Dipole speaker wall treatment (for Quad, Magnepan, Martin-Logan, etc)


Next year I will relocate and create a dedicated listening room, and want to get the design right.

I have read two books on acoustics, scoured online forums and articles, and checked several websites of manufacturers (RPG, Real Traps, A/V Room Service, etc) finding mountains of information on acoustical treatment for conventional box speakers. But I have not found one bit of information regarding how to treat the wall BEHIND dipole ESL's.

The manual for my Quad 2905's merely suggests setting the units at least two feet away from that wall, with 5~20 degrees of toe-in.

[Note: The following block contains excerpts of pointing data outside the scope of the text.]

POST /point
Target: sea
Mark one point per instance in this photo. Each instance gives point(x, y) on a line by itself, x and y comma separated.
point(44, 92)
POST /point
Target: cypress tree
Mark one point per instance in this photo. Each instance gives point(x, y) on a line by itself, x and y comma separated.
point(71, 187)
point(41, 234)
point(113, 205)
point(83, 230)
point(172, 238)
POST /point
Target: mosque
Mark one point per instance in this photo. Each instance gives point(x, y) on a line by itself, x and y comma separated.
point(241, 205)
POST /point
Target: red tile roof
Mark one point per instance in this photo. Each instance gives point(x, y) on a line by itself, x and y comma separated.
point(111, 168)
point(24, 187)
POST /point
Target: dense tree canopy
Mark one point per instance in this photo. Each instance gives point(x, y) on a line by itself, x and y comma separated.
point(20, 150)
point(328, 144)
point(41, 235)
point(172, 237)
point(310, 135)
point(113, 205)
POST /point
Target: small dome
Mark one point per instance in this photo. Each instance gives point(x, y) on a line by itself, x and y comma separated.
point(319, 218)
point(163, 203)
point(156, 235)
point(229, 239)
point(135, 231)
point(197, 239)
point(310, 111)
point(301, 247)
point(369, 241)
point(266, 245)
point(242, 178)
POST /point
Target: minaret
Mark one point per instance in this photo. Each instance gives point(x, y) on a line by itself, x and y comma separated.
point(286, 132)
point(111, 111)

Quad-hifi.UK informed me only that their engineers treat their test room front wall with the same egg-shaped foam used in their box speakers (!) - but did not suggest that for everyday listening - and steered me to yet another acoustical engineering book. (I suppose I could purchase a bunch of Quad box speakers and rip out the foam, but that solution seems a bit, ah, over-refined.)

Understanding that much of dipole spaciousness results from the the out-of-phase back-wave reflecting from the wall, I would not want to deaden that reflection too much. Nor would I expect wall treatment to improve imaging, but I don't want to further blur it. (Current setup is three feet from a brittle plaster wall built in 1913, and imaging is vague.)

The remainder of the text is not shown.